Dalle indagini sarebbe apparso come la gara in questione sarebbe stata turbata attraverso la fissazione all’origine di un prezzo base d’asta irrisorio e, in ogni caso, sempre secondo gli investigatori, controllata dalla cosca Arena che avrebbe individuato i soggetti che avrebbero dovuto partecipare (tutte imprese agricole ritenute compiacenti), stabilendo anche l’entità delle offerte da presentare, in modo da poterla far aggiudicare ad un proprio prestanome ed alle migliori condizioni possibili.

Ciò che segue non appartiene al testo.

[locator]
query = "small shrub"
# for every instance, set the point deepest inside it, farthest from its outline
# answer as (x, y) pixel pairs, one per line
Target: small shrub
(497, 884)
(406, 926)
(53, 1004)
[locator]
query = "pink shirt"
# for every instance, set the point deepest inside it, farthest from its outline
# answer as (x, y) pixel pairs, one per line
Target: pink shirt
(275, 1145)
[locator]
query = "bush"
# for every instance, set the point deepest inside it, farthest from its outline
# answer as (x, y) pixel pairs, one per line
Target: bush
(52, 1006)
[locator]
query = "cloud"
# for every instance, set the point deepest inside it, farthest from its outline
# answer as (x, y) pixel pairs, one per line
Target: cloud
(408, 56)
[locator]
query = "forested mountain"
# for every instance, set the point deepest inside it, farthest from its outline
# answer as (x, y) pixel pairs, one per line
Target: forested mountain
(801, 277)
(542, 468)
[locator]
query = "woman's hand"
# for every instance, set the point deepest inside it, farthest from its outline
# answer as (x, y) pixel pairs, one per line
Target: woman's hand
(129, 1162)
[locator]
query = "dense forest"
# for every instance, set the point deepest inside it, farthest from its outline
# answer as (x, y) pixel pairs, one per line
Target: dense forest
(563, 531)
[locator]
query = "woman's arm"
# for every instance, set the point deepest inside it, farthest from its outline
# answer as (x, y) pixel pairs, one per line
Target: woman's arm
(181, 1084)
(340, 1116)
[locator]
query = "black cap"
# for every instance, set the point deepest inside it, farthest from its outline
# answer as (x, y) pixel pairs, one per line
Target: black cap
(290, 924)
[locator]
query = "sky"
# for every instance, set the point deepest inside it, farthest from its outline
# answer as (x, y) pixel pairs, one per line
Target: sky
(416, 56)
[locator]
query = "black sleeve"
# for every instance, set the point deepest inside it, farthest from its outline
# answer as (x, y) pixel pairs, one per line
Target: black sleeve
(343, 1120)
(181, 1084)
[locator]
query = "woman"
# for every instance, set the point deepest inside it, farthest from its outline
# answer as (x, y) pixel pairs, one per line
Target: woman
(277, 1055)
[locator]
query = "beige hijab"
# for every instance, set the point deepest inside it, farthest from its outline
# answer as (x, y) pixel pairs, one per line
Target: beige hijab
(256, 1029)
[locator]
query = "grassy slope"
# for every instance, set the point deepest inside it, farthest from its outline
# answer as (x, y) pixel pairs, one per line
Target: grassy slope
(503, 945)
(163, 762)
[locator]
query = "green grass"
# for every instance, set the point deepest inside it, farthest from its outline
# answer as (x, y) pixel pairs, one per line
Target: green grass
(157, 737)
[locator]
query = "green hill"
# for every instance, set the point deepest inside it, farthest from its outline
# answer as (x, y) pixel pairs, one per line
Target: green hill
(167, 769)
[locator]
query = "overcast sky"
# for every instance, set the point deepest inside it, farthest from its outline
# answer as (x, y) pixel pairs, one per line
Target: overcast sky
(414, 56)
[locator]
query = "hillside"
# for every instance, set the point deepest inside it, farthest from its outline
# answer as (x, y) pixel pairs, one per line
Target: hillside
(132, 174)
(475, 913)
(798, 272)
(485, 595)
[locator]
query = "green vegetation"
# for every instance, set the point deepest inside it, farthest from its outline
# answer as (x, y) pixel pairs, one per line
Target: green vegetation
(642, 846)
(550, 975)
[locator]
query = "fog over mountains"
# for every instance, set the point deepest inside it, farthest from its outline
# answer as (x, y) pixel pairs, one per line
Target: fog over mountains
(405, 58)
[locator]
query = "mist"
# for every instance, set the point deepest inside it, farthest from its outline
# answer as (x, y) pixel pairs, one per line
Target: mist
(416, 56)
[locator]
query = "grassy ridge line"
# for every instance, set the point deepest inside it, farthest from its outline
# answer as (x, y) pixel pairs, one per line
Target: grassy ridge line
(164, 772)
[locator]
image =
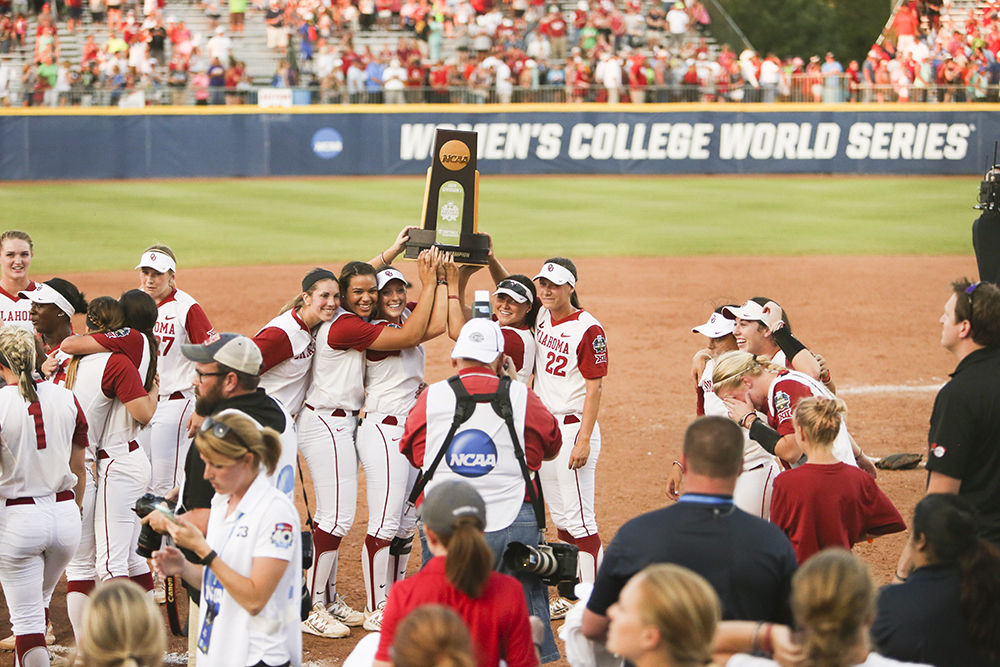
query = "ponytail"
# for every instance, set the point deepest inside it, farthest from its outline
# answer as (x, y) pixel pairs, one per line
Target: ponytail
(470, 559)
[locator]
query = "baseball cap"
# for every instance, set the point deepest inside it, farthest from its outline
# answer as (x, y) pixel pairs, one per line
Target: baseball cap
(514, 290)
(383, 277)
(479, 339)
(556, 273)
(233, 350)
(751, 311)
(449, 501)
(158, 261)
(718, 325)
(47, 294)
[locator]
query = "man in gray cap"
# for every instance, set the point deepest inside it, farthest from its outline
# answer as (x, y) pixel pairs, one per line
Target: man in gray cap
(482, 451)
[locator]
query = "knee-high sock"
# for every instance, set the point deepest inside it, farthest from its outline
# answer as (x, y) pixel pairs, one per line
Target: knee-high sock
(322, 576)
(31, 650)
(76, 602)
(375, 566)
(591, 553)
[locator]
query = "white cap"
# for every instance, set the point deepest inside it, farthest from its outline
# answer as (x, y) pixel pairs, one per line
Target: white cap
(751, 311)
(229, 349)
(514, 290)
(479, 339)
(158, 261)
(556, 273)
(383, 277)
(718, 325)
(47, 294)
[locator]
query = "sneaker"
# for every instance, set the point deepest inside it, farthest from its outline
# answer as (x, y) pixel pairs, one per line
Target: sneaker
(343, 612)
(373, 619)
(558, 606)
(8, 643)
(321, 624)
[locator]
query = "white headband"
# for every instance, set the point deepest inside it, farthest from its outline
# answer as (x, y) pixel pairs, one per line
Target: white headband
(556, 273)
(47, 294)
(158, 261)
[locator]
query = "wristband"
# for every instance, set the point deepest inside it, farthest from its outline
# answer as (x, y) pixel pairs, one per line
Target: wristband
(788, 343)
(764, 435)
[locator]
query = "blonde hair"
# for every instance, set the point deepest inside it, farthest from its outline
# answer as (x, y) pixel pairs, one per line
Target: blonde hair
(19, 236)
(820, 418)
(243, 436)
(17, 352)
(832, 600)
(121, 628)
(684, 609)
(733, 366)
(432, 636)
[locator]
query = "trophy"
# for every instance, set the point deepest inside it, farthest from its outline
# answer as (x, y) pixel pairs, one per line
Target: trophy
(450, 214)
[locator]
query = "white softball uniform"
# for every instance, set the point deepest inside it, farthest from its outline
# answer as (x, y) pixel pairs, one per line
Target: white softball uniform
(568, 353)
(753, 486)
(39, 522)
(287, 346)
(265, 524)
(519, 345)
(15, 310)
(104, 383)
(181, 320)
(392, 380)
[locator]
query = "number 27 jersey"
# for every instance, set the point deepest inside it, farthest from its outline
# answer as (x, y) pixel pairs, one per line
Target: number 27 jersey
(567, 353)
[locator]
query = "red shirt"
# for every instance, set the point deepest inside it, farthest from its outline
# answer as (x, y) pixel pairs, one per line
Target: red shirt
(497, 620)
(542, 437)
(830, 505)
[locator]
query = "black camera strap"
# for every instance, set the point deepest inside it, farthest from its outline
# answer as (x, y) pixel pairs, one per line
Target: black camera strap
(465, 404)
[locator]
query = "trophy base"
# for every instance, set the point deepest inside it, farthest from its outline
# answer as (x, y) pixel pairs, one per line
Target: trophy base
(472, 248)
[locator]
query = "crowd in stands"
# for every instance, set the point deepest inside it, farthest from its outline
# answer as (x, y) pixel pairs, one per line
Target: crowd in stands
(477, 51)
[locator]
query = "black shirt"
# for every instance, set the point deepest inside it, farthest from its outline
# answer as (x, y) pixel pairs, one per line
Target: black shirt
(921, 620)
(258, 406)
(748, 561)
(964, 438)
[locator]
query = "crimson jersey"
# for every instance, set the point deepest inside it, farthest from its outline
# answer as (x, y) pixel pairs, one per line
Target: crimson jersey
(36, 440)
(16, 310)
(568, 352)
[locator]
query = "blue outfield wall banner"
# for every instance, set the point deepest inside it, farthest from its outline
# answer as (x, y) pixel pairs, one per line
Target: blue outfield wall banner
(776, 139)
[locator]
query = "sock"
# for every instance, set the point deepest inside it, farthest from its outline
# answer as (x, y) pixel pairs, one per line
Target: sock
(76, 602)
(375, 566)
(324, 568)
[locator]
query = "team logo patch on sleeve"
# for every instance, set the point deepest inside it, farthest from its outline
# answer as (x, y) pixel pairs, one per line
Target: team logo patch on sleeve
(282, 536)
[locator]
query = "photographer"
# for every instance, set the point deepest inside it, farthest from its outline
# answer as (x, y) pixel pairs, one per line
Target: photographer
(249, 560)
(460, 576)
(482, 451)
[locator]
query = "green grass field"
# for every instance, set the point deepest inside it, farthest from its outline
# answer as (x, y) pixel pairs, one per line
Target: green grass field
(93, 226)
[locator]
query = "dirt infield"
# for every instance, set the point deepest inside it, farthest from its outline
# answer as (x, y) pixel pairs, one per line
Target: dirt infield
(874, 318)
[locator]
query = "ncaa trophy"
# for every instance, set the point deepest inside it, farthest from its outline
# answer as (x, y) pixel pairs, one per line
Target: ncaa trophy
(450, 215)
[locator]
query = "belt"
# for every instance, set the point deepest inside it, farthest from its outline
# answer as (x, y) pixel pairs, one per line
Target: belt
(339, 412)
(60, 497)
(103, 453)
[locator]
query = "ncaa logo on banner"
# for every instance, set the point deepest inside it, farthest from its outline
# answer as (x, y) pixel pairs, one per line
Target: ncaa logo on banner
(472, 453)
(327, 143)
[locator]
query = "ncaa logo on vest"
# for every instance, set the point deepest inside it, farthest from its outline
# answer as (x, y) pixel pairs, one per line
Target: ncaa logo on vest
(472, 453)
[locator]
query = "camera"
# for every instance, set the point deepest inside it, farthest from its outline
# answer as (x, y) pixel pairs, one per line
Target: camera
(149, 539)
(553, 562)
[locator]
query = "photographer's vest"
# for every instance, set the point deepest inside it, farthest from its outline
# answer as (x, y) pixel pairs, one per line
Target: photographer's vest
(481, 453)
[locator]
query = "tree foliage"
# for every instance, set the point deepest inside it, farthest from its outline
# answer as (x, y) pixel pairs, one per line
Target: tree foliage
(810, 27)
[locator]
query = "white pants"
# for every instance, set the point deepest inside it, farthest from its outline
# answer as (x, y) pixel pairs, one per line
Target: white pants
(168, 443)
(121, 480)
(36, 543)
(327, 444)
(570, 493)
(753, 489)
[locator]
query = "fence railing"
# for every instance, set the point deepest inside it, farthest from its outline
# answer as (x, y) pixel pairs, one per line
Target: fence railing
(796, 89)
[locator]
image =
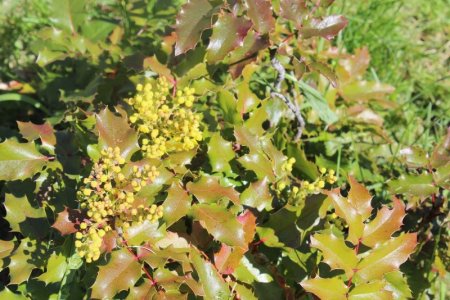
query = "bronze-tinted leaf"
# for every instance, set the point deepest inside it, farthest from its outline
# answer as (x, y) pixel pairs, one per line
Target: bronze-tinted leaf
(121, 273)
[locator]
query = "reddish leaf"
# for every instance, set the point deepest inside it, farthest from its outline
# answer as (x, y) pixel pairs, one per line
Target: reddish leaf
(260, 12)
(66, 221)
(193, 18)
(228, 33)
(208, 189)
(327, 28)
(384, 225)
(121, 273)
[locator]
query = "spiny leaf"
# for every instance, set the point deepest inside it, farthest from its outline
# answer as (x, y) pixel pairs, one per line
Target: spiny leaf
(19, 160)
(335, 252)
(371, 290)
(326, 288)
(327, 28)
(260, 12)
(220, 223)
(228, 33)
(121, 273)
(346, 211)
(387, 257)
(257, 195)
(177, 203)
(384, 225)
(114, 131)
(208, 189)
(213, 284)
(194, 17)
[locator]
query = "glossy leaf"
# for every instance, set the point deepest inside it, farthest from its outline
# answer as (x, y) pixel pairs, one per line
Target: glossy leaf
(121, 273)
(19, 160)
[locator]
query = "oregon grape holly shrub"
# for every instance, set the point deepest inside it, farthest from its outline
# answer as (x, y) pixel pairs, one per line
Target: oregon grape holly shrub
(196, 183)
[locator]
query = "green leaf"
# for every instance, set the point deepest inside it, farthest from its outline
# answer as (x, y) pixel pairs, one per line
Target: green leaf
(213, 284)
(229, 32)
(209, 190)
(114, 131)
(121, 273)
(193, 18)
(387, 257)
(260, 12)
(55, 270)
(177, 204)
(384, 225)
(220, 153)
(257, 195)
(335, 252)
(19, 160)
(220, 223)
(327, 28)
(326, 288)
(371, 290)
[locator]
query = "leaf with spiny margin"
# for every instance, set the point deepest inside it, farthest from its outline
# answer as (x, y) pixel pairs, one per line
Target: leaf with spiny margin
(44, 131)
(121, 273)
(194, 17)
(213, 284)
(220, 223)
(335, 252)
(5, 248)
(257, 195)
(24, 260)
(66, 221)
(114, 131)
(360, 198)
(260, 12)
(228, 33)
(56, 268)
(326, 288)
(387, 257)
(345, 210)
(384, 225)
(327, 28)
(19, 160)
(220, 153)
(372, 290)
(208, 189)
(177, 204)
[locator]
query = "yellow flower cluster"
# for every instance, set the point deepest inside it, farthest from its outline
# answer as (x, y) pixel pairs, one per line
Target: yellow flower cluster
(109, 200)
(166, 123)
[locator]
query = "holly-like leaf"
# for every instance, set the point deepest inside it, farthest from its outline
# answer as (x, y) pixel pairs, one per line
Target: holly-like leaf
(360, 198)
(44, 131)
(335, 252)
(384, 225)
(327, 28)
(213, 284)
(326, 288)
(257, 195)
(260, 12)
(194, 17)
(177, 204)
(387, 257)
(228, 33)
(121, 273)
(114, 131)
(66, 221)
(220, 152)
(345, 210)
(371, 290)
(19, 160)
(208, 189)
(220, 223)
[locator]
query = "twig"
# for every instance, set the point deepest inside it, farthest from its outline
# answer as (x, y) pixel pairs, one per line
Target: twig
(294, 108)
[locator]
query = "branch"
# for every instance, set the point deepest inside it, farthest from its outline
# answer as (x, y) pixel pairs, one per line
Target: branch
(294, 108)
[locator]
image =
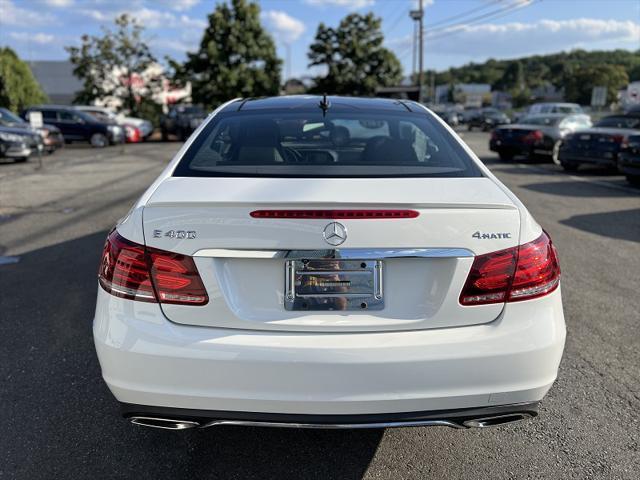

Gli approfondimenti investigativi avrebbero posto in risalto come, prima ancora che la giunta comunale adottasse la delibera di indirizzo nei confronti del responsabile del settore patrimonio dell’Ente per la stesura del bando, il sindaco di allora e l’assessore all’agricoltura avrebbero predisposto la bozza di gara anche nei contenuti sostanziali, fissando i prezzi base d’asta “in modo del tutto arbitrario ed assolutamente inferiori rispetto ai prezzi correnti sul mercato”, sostengono sempre i finanzieri.
“La successiva attività del responsabile di settore”, spiegano ancora gli inquirenti “veniva espletata in tempi assolutamente ristretti e senza la benché minima attività istruttoria, recependo acriticamente le indicazioni relative al prezzo base d’asta già stabilite dal Sindaco e dall’Assessore”.